Now, I had enjoyed taking occasional photographs from the windows of the loft, but Gene made the spot famous with his own series called From my Window. So as he was getting ready to make his next move – this time to take over my space on 747 6th Avenue, I wrote on the window in large lettering “copyright Harold Feinstein”! The fun wasn’t lost on him.

Gene from the 4th floor window of The Jazz Loft from which he did his series  From My Window.  Copyright Heirs of W. Eugene Smith
Gene from the 4th floor window of The Jazz Loft from which he did his series From My Window. Copyright Heirs of W. Eugene Smith

In 1958 Gene asked me to help him organize, edit and lay-out photographs from his Pittsburgh Project photo essay. A three week assignment that turned into 3 years and 17,000 photographs. Gene considered it his masterwork and was always disappointed that more of it was not published. Origianlly commissioned by photojournalist Stefan Lorant to accompany a book on Pittsburgh’s bicentennial, Gene would move there and become completely absorbed in the dynamism of America’s most industrial city. His dedication — some might say obsession — resulted in a massive body of work. In the process he missed a number of publishing opportunities as the time passed. Finally a 37 page spread was published in the 1959 Popular Photography Annual. For a film about the Pittsburgh Project see Brilliant Fever produced by Kenneth Love, Barbara McNulty, Henry Shapiro, and Sam Stephenson.
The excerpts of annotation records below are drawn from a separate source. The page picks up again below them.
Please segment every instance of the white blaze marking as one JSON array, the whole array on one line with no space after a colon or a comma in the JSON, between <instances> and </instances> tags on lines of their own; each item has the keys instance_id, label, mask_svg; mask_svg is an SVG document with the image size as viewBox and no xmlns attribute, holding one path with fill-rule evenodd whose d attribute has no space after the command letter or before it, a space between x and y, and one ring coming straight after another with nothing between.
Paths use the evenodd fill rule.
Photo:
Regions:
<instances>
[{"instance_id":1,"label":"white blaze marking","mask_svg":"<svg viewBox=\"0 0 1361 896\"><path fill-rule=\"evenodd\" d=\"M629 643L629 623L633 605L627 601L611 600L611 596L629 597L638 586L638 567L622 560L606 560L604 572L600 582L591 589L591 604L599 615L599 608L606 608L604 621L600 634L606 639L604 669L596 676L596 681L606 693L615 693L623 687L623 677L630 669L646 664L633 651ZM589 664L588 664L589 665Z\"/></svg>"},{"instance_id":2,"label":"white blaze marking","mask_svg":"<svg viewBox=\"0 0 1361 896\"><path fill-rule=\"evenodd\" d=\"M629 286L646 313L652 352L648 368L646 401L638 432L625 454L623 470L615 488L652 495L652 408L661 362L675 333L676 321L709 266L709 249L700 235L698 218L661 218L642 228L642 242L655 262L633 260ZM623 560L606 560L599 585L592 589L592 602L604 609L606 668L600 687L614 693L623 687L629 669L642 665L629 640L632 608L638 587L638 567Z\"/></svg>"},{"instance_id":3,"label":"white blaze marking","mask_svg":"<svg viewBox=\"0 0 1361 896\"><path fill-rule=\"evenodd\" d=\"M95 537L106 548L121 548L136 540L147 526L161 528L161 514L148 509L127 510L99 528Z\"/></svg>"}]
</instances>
For more see the book by Alan Trachtenberg Dream Street published in 2003.

As much as Gene cared deeply about a great photograph, his ultimate desire was to change the world, and he did that in many ways. In 2007 I had a visit from Sam Stephenson while he was researching the Jazz Loft book. He asked me to share my memories of Gene and you can hear more of them here.

“He was a great photographer totally devoted to his art and a ground-breaker in the realm of photojournalism. As a photographer he was highly evolved, highly principled. [Many people who ridiculed him] just couldn’t relate to the essence of greatness. Without any question in my mind he is a monumental figure. Not only as a photographer — but he did projects in order to make changes in the world. He got involved in things to make a change in the lives of people. He wanted to make a difference. And he did – a monumental difference.”